A 19-year-old woman experiencing a mental health crisis recently spent 10 days in a Lewiston emergency room awaiting treatment. Though a place was finally found for her, dozens of other people who have similar issues are still waiting for services that they’re not getting – a complex challenge that won’t be resolved until Maine enables residents to seek preventive care regardless of their income.

Police brought Chyann Cahill-Hassett to the St. Mary’s Regional Medical Center ER on Sept. 1 after she had a breakdown, lashed out at a residential treatment provider and then ran away, her mother, Maureen Cahill, of Northwood, New Hampshire, told The Associated Press.

While Cahill searched across five states for treatment options, her daughter, who is cognitively disabled, slept on chairs and shared common space with others in crisis, like a drunken man whose pants were falling down and tried to sit on the teenager’s lap. It took until Sept. 11 for a spot to open up on the psychiatric floor of St. Mary’s.

Similar scenarios play out every day, in Maine and across the country, driven by a surge in demand and shortages of staff, beds and treatment facilities.

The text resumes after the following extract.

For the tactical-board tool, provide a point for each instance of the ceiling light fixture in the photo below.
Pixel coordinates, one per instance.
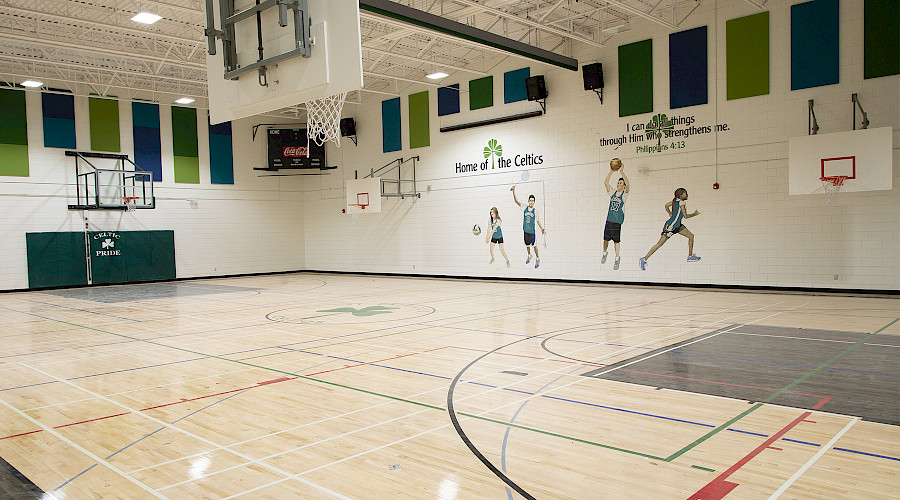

St. Mary’s, for example, opened an ER in 2010 just for people who have mental illnesses. It now sees over 400 patients a month, the Sun Journal of Lewiston recently reported – a jump of 78 percent in five years.

Though Maine has over 500 beds for mental health patients, some are set aside for specific groups, like senior citizens or children, and others are unavailable because there’s no staff to cover them. Meanwhile, ER patients can’t move to inpatient psychiatric units because the people there are waiting for beds to open up at backlogged long-term facilities.

Recognizing and screening people for mental illness ensures they get treatment before they need inpatient or long-term care. But Maine has missed a key opportunity to intervene, repeatedly rejecting federal Medicaid expansion funds and leaving 70,000 residents without any mental health coverage at all.

Poverty is endemic in Maine, and more than a third of adults here who receive Medicaid have a diagnosable mental health condition. But opting out of Medicaid expansion will limit the ability of community mental health centers to reach community members with mental illnesses before their condition deteriorates, a recent study predicts.

The gap between the need for psychiatric care in Maine and the services available here will continue to grow – and so will the crowds in the emergency rooms of hospitals around the state.